Based on linear approximation, the method builds on the idea of the tangent plane in multivariable calculus. In the given problem, the total differential \(df\) helps us approximate how the function \(f(x, y) = x^2y - xy^2\) changes as we move from the point \((2,3)\) to the point \(2.04, 3.06)\). The formula for the total differential is given by:
  • \(df = f_x(x,y) dx + f_y(x,y) dy\)
This allows us to approximate changes in \(f\) based on small changes \(dx\) and \(dy\) in \(x\) and \(y\), respectively. In the solution,
  • \(dx = 2.04 - 2 = 0.04\)
  • \(dy = 3.06 - 3 = 0.06\)
By substituting these into the equation for \(df\), we found that the function’s value changes by approximately \(-0.36\). Such methods are commonly used in science and engineering to make quick estimates when exact values are computationally intensive to obtain.
Calculus
Calculus is the mathematical study of change and motion, employing concepts such as derivatives and integrals. In this exercise, we explore the derivative aspect of calculus through total differentials and partial derivatives.

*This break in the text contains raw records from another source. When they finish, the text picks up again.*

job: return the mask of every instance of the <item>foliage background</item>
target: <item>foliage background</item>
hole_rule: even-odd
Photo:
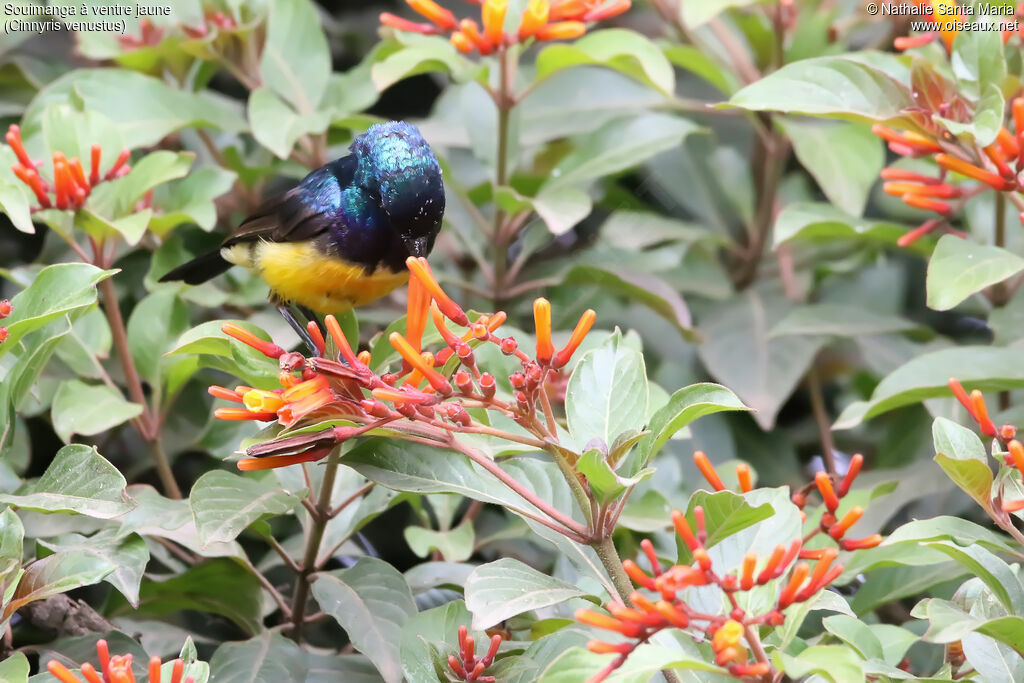
[[[518,16],[523,5],[512,3],[509,15]],[[890,46],[906,33],[905,22],[871,19],[855,2],[637,3],[575,49],[542,46],[549,51],[546,62],[537,48],[526,53],[516,85],[529,96],[509,115],[505,175],[495,172],[499,117],[477,82],[495,84],[495,60],[459,55],[441,38],[379,33],[381,11],[411,16],[399,3],[227,3],[216,9],[235,23],[222,30],[212,19],[204,22],[202,9],[176,3],[174,17],[156,22],[166,34],[152,45],[100,34],[83,34],[77,46],[66,33],[0,37],[0,116],[5,125],[20,122],[33,157],[47,159],[61,149],[85,159],[93,142],[102,144],[105,164],[123,147],[133,150],[136,169],[143,156],[164,155],[137,185],[120,185],[119,196],[106,204],[97,200],[74,219],[56,211],[35,214],[30,234],[31,195],[7,170],[13,153],[0,149],[0,298],[44,277],[44,266],[79,260],[59,234],[83,248],[91,238],[99,245],[95,264],[118,269],[100,285],[99,296],[112,284],[145,387],[143,408],[130,395],[111,327],[95,305],[94,285],[103,276],[84,266],[42,271],[53,280],[37,281],[36,291],[66,285],[67,298],[32,304],[26,298],[21,314],[38,315],[40,324],[22,334],[35,336],[17,348],[12,339],[0,351],[0,500],[18,509],[24,527],[24,544],[15,553],[19,566],[21,559],[50,553],[88,562],[58,567],[59,580],[38,597],[70,590],[108,625],[141,634],[139,642],[119,641],[135,652],[176,654],[190,635],[199,658],[228,676],[224,680],[250,680],[229,672],[261,644],[271,653],[260,662],[263,680],[272,671],[306,668],[308,680],[376,680],[380,674],[393,680],[403,670],[418,680],[410,672],[423,653],[396,643],[409,633],[415,640],[416,633],[433,631],[431,647],[435,658],[444,652],[443,662],[444,643],[454,647],[455,624],[469,623],[466,606],[449,601],[465,594],[471,602],[470,572],[498,558],[516,558],[602,599],[593,577],[581,577],[500,506],[378,486],[338,525],[336,557],[326,567],[356,572],[339,575],[345,577],[340,585],[365,586],[372,577],[392,589],[369,612],[379,616],[390,602],[401,603],[407,614],[379,638],[390,645],[347,647],[351,624],[338,617],[340,625],[324,619],[311,627],[310,648],[303,651],[274,628],[281,620],[257,572],[239,569],[257,569],[282,590],[291,585],[289,568],[265,539],[273,536],[293,555],[302,547],[302,510],[289,493],[302,488],[297,468],[243,480],[248,484],[232,478],[237,503],[261,493],[273,503],[220,535],[197,532],[195,499],[189,508],[157,493],[169,491],[154,457],[166,457],[181,490],[195,496],[193,485],[209,472],[237,477],[228,459],[256,435],[250,423],[212,418],[208,384],[230,381],[225,371],[265,383],[267,369],[227,347],[216,333],[219,323],[211,321],[248,320],[275,340],[294,338],[265,304],[259,282],[245,273],[232,271],[196,288],[156,280],[187,254],[216,245],[263,197],[342,154],[371,122],[402,118],[417,122],[445,165],[449,209],[431,262],[467,309],[506,310],[514,330],[532,329],[530,302],[540,294],[552,301],[556,330],[570,329],[585,309],[595,309],[599,331],[585,349],[616,327],[624,331],[624,344],[642,348],[641,374],[650,380],[644,417],[677,388],[705,380],[728,387],[752,409],[704,416],[665,445],[651,462],[657,476],[639,484],[620,519],[615,540],[623,557],[636,554],[642,537],[654,538],[663,557],[675,556],[669,511],[686,509],[691,494],[707,486],[692,465],[695,450],[722,472],[731,472],[736,461],[749,463],[760,487],[794,488],[821,469],[822,453],[834,449],[841,472],[849,454],[862,452],[868,471],[858,500],[866,513],[856,535],[903,531],[882,548],[846,560],[847,573],[837,582],[845,586],[844,605],[833,611],[871,626],[899,625],[912,643],[910,671],[948,679],[941,644],[957,638],[945,638],[942,628],[962,614],[943,612],[938,603],[930,613],[930,603],[919,601],[952,599],[959,589],[955,605],[948,605],[979,624],[1016,619],[1013,635],[998,639],[957,632],[972,675],[1024,679],[1024,601],[996,600],[992,585],[1000,582],[985,580],[991,573],[1008,576],[1013,594],[1024,595],[1017,565],[1004,561],[1021,549],[993,531],[985,514],[996,514],[992,496],[1019,497],[1019,480],[1007,467],[993,480],[995,461],[973,432],[956,426],[970,424],[969,416],[946,387],[956,375],[968,388],[999,392],[990,397],[998,405],[995,423],[1020,421],[1019,208],[1008,211],[1000,193],[977,194],[951,223],[969,234],[967,242],[932,234],[898,248],[897,240],[924,214],[882,192],[878,174],[895,157],[870,129],[879,121],[909,126],[922,115],[917,79],[924,74],[946,84],[937,88],[942,94],[965,102],[965,118],[955,122],[960,127],[947,126],[958,141],[991,142],[995,129],[983,115],[1010,125],[1008,103],[1021,92],[1019,36],[1004,46],[998,36],[965,33],[952,58],[941,40],[900,54]],[[460,16],[476,12],[471,4],[453,9]],[[208,27],[206,36],[180,30],[197,22]],[[129,33],[138,30],[132,26]],[[280,50],[284,63],[301,67],[276,72],[268,46]],[[256,87],[257,73],[264,87]],[[735,106],[708,106],[730,98]],[[924,170],[927,162],[907,164]],[[146,210],[137,202],[146,201],[150,187],[155,211],[142,221],[144,230],[132,217]],[[489,237],[492,224],[511,229]],[[937,242],[947,249],[933,253]],[[972,259],[984,267],[965,279]],[[364,346],[403,312],[401,292],[360,311]],[[516,336],[529,344],[529,333]],[[183,346],[191,353],[165,355]],[[614,390],[625,389],[617,384]],[[158,429],[139,426],[149,418]],[[88,447],[65,446],[71,443],[95,445],[124,479],[91,459]],[[988,450],[998,456],[1005,445],[996,440]],[[945,453],[947,460],[968,461],[964,467],[974,469],[964,474],[933,462],[944,446],[954,451]],[[55,484],[44,472],[58,451],[66,469],[53,473],[60,475]],[[81,488],[85,471],[96,474],[95,490]],[[354,470],[345,472],[336,499],[366,482]],[[71,489],[48,492],[38,488],[40,481]],[[128,517],[118,507],[126,482],[140,504]],[[45,493],[77,502],[30,500]],[[785,499],[775,508],[776,524],[795,514]],[[230,498],[220,503],[230,508]],[[468,510],[468,524],[460,525]],[[4,513],[8,531],[17,526],[13,514]],[[906,525],[939,515],[950,517],[927,528]],[[768,536],[777,532],[755,528]],[[979,538],[988,548],[978,551],[987,553],[983,560],[933,547],[967,546],[964,539]],[[933,546],[919,545],[924,542]],[[342,569],[371,548],[379,561]],[[733,553],[734,564],[743,550]],[[123,570],[111,573],[111,563]],[[382,569],[383,563],[394,569]],[[999,573],[1003,568],[1008,574]],[[980,582],[965,583],[975,574]],[[337,617],[331,598],[315,597]],[[340,611],[351,609],[339,604],[346,605]],[[532,680],[530,672],[539,676],[554,666],[556,654],[585,643],[582,632],[568,626],[573,609],[585,604],[574,594],[500,620],[513,643],[502,670],[508,679]],[[447,611],[427,612],[438,605],[448,605]],[[474,625],[486,623],[472,607]],[[793,658],[779,655],[776,665],[804,666],[832,680],[872,671],[880,657],[865,654],[858,639],[881,635],[850,635],[839,622],[823,625],[826,609],[804,612],[799,634],[771,641]],[[81,661],[82,642],[91,642],[38,615],[19,614],[10,625],[5,647],[23,649],[33,662],[36,654],[45,661],[52,653]],[[438,629],[447,629],[443,637]],[[232,642],[246,638],[254,640]],[[686,639],[662,645],[710,659],[706,643],[703,650]],[[842,646],[842,653],[827,651],[818,659],[822,651],[810,650],[793,663],[805,647],[830,645]],[[902,656],[888,661],[891,654],[881,657],[885,673],[874,675],[901,677],[893,670]],[[837,674],[835,662],[849,664],[853,678]],[[623,680],[643,680],[660,666]],[[1010,678],[998,673],[1000,667],[1013,672]],[[554,666],[545,675],[570,680],[557,675],[571,674]],[[685,675],[712,680],[721,674]]]

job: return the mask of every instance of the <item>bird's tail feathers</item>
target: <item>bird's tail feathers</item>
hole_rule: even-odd
[[[178,266],[160,278],[160,282],[181,280],[190,285],[199,285],[227,272],[230,267],[231,264],[221,256],[220,250],[211,251]]]

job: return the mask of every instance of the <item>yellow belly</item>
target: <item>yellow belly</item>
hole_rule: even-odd
[[[381,298],[409,279],[409,272],[363,266],[318,252],[310,242],[236,244],[221,251],[229,262],[256,272],[270,291],[318,313],[342,313]]]

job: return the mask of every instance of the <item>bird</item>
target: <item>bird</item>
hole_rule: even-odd
[[[290,312],[343,313],[404,284],[409,256],[427,256],[441,230],[441,166],[416,126],[388,121],[356,137],[349,154],[264,203],[217,251],[174,268],[161,282],[197,285],[232,265],[270,287],[270,300],[300,337]]]

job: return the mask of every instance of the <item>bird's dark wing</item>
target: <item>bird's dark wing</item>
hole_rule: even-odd
[[[331,206],[325,196],[340,196],[352,182],[357,165],[350,154],[322,166],[297,187],[264,203],[242,221],[223,246],[255,240],[299,242],[326,232],[340,207]]]

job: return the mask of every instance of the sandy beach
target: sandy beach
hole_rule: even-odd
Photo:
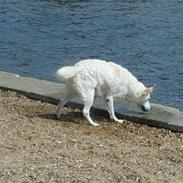
[[[0,182],[182,183],[183,134],[0,91]]]

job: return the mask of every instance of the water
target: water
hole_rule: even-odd
[[[83,58],[122,64],[183,109],[183,1],[0,0],[0,69],[56,81]]]

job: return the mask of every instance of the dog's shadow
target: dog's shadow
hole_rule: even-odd
[[[98,112],[95,109],[91,110],[90,114],[91,118],[95,121],[108,121],[109,116],[107,113]],[[57,119],[56,113],[47,113],[47,114],[39,114],[37,117],[51,120],[51,121],[58,121],[58,122],[70,122],[70,123],[83,123],[86,122],[85,117],[83,116],[82,111],[69,111],[64,112],[60,115],[60,118]]]
[[[38,117],[46,120],[59,121],[59,122],[72,122],[72,123],[80,123],[83,120],[83,115],[79,111],[63,113],[61,114],[59,119],[57,119],[55,113],[39,114]]]

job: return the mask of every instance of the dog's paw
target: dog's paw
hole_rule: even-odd
[[[57,118],[57,119],[60,119],[60,115],[59,115],[59,114],[56,114],[56,118]]]
[[[122,119],[118,119],[118,120],[116,120],[116,122],[118,122],[118,123],[123,123],[124,121],[122,120]]]
[[[94,126],[94,127],[100,126],[98,123],[94,123],[94,122],[91,123],[91,125]]]

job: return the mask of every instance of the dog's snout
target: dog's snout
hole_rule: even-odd
[[[146,101],[143,105],[140,105],[140,108],[144,112],[149,112],[151,110],[149,101]]]
[[[149,112],[150,111],[150,108],[145,108],[143,105],[140,106],[141,110],[144,111],[144,112]]]
[[[140,106],[140,109],[141,109],[142,111],[144,111],[144,112],[146,111],[146,110],[145,110],[145,107],[144,107],[143,105]]]

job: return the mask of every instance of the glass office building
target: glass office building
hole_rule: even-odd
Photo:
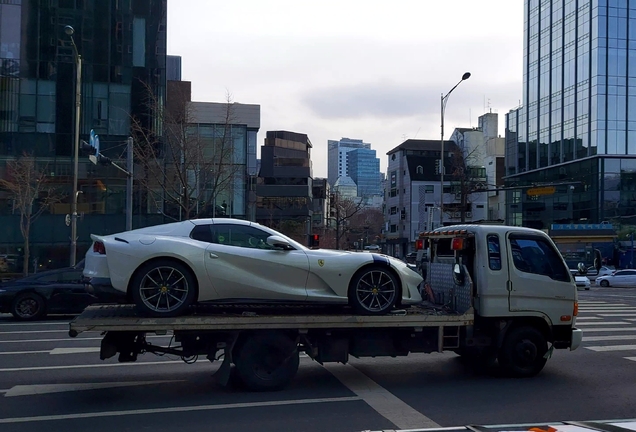
[[[508,223],[636,215],[636,1],[526,0],[523,105],[506,115]],[[551,195],[521,187],[556,183]],[[636,219],[636,218],[635,218]]]
[[[10,0],[0,2],[0,176],[7,160],[37,158],[62,200],[33,225],[33,256],[51,265],[68,262],[75,124],[75,51],[64,28],[74,28],[83,59],[81,139],[99,134],[101,150],[125,158],[131,119],[161,130],[148,106],[148,91],[160,104],[166,89],[165,0]],[[125,165],[125,164],[124,164]],[[90,233],[125,229],[125,174],[80,158],[78,257]],[[134,226],[161,223],[135,196]],[[91,215],[91,217],[86,217]],[[0,192],[0,254],[19,253],[19,212]]]
[[[347,153],[347,172],[358,186],[358,196],[381,195],[380,159],[375,150],[355,149]]]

Derivatives, whether ordinary or partial, play a crucial role in understanding how functions behave. The partial derivatives \(f_x\) and \(f_y\) are specialized derivatives that tell us the instantaneous rate of change of the function in different directions. The concept of total differential combines these derivatives to approximate how a function changes across multiple dimensions, offering a way to linearize complex functions locally.

For example,
  • In a single-variable function, the derivative gives a linear approximation right on its tangent.
  • In multivariable calculus, total differentials extend this idea to surfaces or higher-dimension spaces. This allows us to explore the function’s behavior not just along a line but across a plane or surface.
Calculus tools like these empower scientists and engineers to predict and model real-world situations effectively, crafting approximations and predictions that can be refined with more precise data.